Thanks for the review. I didn't realize there would be much of a difference from a high-grit ROS. Do you sand with the grain somehow using this?


----------



## lumberjoe (Mar 30, 2012)

I do sand with the grain. It could come down to technique or simply the larger surface area. I always thought my ROS finishes were pretty decent. They are not even comparable to this sander


----------



## TopamaxSurvivor (May 2, 2008)

thanks for the info


----------



## Ken90712 (Sep 2, 2009)

Great review…. I had been thinking of buying a 6 inch ROS but have so much 5 inch snading discs have held of…. I might have to buy this to add to the my sanders and give it a try.

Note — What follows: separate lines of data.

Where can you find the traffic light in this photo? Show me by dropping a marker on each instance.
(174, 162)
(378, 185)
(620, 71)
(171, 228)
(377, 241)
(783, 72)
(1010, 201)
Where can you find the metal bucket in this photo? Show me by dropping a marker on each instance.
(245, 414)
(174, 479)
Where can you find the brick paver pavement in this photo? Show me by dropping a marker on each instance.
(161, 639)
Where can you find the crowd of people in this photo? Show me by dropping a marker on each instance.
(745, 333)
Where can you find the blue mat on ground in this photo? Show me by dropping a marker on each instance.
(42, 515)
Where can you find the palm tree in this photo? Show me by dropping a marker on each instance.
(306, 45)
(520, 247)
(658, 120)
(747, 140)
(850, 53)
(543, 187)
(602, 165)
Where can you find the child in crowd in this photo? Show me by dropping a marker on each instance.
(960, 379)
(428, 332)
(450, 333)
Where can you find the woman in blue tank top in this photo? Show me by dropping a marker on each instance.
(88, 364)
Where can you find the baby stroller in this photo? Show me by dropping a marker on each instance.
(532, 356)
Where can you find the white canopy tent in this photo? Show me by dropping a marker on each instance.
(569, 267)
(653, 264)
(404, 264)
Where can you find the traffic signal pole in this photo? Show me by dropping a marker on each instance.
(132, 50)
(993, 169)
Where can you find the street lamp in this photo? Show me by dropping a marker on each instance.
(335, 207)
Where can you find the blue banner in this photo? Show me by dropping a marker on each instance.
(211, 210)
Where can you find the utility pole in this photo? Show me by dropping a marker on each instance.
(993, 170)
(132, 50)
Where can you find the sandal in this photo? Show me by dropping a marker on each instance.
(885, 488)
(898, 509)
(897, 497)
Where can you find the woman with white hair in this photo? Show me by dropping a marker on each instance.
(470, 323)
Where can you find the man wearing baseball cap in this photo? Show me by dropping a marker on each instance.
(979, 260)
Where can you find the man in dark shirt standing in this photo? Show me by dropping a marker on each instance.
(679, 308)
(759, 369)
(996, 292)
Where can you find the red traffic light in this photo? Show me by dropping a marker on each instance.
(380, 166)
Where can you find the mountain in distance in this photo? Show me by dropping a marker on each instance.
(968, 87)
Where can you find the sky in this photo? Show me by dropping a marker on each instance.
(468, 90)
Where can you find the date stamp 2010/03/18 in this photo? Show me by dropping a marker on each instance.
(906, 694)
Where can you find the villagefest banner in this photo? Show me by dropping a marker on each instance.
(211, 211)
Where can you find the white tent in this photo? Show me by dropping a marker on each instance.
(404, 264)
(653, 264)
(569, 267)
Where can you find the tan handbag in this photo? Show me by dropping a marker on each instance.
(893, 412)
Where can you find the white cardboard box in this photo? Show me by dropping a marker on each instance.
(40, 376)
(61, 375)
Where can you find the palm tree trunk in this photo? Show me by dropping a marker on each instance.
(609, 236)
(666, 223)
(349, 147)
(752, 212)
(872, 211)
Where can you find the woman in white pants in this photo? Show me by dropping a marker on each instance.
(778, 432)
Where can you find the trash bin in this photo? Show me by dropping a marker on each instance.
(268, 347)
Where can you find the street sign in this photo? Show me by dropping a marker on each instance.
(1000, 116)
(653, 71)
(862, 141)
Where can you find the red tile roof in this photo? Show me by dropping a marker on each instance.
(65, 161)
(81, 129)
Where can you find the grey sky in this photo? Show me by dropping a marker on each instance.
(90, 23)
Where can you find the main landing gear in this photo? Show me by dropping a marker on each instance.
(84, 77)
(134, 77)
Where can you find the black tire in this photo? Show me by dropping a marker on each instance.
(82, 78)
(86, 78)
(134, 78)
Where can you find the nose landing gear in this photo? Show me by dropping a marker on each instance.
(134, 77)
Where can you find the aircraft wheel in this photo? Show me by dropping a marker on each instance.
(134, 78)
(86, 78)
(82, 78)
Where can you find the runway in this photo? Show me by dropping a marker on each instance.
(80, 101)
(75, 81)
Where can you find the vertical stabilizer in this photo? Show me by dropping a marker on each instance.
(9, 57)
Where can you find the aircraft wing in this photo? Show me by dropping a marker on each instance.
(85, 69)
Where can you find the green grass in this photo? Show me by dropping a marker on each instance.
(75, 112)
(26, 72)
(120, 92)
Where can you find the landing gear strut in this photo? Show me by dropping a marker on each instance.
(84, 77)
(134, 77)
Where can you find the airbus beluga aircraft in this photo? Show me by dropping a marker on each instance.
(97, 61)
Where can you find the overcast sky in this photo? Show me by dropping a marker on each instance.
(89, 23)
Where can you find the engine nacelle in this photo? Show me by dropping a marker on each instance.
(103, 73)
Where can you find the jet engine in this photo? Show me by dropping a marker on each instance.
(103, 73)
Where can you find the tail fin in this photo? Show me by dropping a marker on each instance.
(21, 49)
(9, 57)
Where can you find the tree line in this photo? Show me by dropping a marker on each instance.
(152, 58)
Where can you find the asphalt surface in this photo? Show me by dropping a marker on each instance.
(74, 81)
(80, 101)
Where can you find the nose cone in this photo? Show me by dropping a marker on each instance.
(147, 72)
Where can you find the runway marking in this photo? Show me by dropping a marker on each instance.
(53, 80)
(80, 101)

I think this could be a great addition to the shop. Thx for the info.


----------



## CyberDyneSystems (May 29, 2012)

Thanks for the review. It sounds like Bosch has come out with the first contender to take the crown from the venerable (and sadly discontinued) Porter-Cable model 505 half sheet sander.
This was the only game in town for so long that I've been hoarding and refurbishing all the old clunkers I can find.
Have you by chance used a 505? I'd be curious if you could compare the two.


----------



## lumberjoe (Mar 30, 2012)

I haven't used any other half sheet sanders, but this is really the only (decent) one I could find


----------



## gko (Jul 8, 2009)

I've had this sander about 2 years and use it mainly to flatten table tops before applying a finish. When getting a mirror finish the surface had large area dips with my old ROS. Because of the huge surface area of the half sheet, OS50VC works like a hand jointer plane keeping the surface flat. Some tips. I run the sander slightly angled so I don't get strong edge sanding. I usually hold it in the center to avoid pressing on either end of the sander. I go to my Festool ROS ETS 150/3 for final sanding for a swirl free surface. I've also had good success with the Bosch ROS (forgot the model no.) For getting a really dead flat surface the OS50VC is hard to beat.


----------



## a1Jim (Aug 9, 2008)

Thanks for the review.


----------



## Tennessee (Jul 8, 2011)

Peaked my interest immediately until I saw the price. Wow, $355 was the best I could find. $379 on Amazon. Probably a bit steep for me…too bad, looks like a great tool.


----------